Exporting to Apache Kafka

nProbe, if configured with the export plugin, can send flows to one or more Kafka brokers in a cluster. Initially, the nProbe tries to contact one or more user-specified brokers to retrieve Kafka cluster metadata. Metadata include the list of brokers available in the cluster that are responsible for a given user-specified topic. Once the nProbe has the list of brokers available, it starts sending flows to them. The user can also decide to compress data and specify if he/she:

  • Doesn’t want to wait for ACKs
  • Wants to receive an ACK only from the Kafka leader
  • Wants to receive an ACK from every replica

Example

Assuming there is a Zookeeper on localhost port 2181 that manages the Kafka cluster, it is possible to ask for the creation of a new Kafka topic. Let’s say the topic is called “topicFlows” and we want it to be split across three partitions with replication factor two. The command that has to be issued is the following

./bin/kafka-topics.sh --zookeeper localhost:2181 --create --topic topicFlows --partitions 3 --replication-factor 2

Now that the Kafka topic has been created, it is possible to execute nProbe and tell the instance to export to Kafka topic “topicFlows”. We also tell the instance a list of three brokers running on localhost (on ports 9092, 9093 and 9094 respectively) that will be queried at the beginning to obtain kafka cluster/topic metadata.

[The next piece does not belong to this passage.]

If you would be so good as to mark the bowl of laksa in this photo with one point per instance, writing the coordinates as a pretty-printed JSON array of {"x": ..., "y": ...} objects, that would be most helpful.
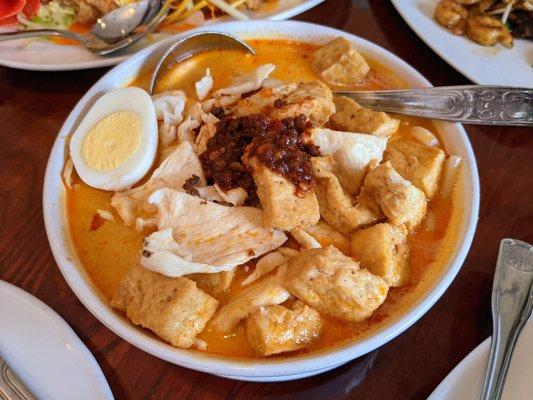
[{"x": 246, "y": 221}]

./nprobe --kafka "127.0.0.1:9092,127.0.0.1:9093,127.0.0.1:9094;topicFlows"

At this point the nProbe instance is actively exporting flows to the Kafka cluster. To verify that everything is running properly, we can take messages out of the Kafka topic with the following command

./bin/kafka-console-consumer.sh --zookeeper localhost:2181 --topic topicFlows --from-beginning

Additional information and fine-tuning of Kafka export can be found at the following blog posts:

Custom Configuration Properties

nProbe allows custom configuration properties to be set. Being able to set configuration properties is key as it allows to decide if highthroughput is the name of the game, or if a low latency service is required.

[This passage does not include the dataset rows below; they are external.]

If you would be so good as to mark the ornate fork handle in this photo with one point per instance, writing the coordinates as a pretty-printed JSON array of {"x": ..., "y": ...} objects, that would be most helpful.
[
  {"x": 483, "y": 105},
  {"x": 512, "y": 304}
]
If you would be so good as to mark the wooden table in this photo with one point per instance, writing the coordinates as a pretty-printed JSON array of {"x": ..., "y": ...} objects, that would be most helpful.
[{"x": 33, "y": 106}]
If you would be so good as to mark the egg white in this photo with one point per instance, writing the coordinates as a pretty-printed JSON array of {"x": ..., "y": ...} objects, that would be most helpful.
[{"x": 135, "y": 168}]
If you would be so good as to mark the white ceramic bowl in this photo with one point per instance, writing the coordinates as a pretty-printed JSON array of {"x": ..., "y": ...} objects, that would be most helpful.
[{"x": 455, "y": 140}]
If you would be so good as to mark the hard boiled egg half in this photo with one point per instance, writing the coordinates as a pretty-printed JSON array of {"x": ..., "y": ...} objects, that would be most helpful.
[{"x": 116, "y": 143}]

Among all the configuration properties available, for the sake of performance tuning, it is worth mentioning:

  • batch.num.messages: the minimum number of messages – flows, in the nProbe parlance – to wait for to accumulate in the queue before sending off a message set.
  • queue.buffering.max.ms: how long to wait for batch.num.messages to fill up in the queue. A lower value improves latency at the cost of lower throughput and higher per-message overhead. A higher value improves throughput at the expense of latency.

Configuration properties are set using nProbe option --kafka-conf, followed by the property name and the property value, separated by an equal = sign. The option can be repeated multiple times, when multiple properties need to be set.

For example, to set the queue.buffering.max.ms to 1000 ms, the autocommit interval topic.auto.commit.interval.ms to 2000 ms, and the messages debug, one can run nProbe adding the following:

--kafka-conf debug=msg --kafka-conf queue.buffering.max.ms=1000 --kafka-conf=topic.auto.commit.interval.ms=2000

The full list of configuration properties that can be configured is available at https://github.com/edenhill/librdkafka/blob/master/CONFIGURATION.md

TLS/SSL Encryption

To add TLS/SSL encryption to Kafka, both the brokers and the nProbe client need to be opportunely configured as described in https://github.com/edenhill/librdkafka/wiki/Using-SSL-with-librdkafka.

Specifically, configuration properties such as ssl.ca.location and ssl.key.location can be set using nProbe option --kafka-conf as described in the section above.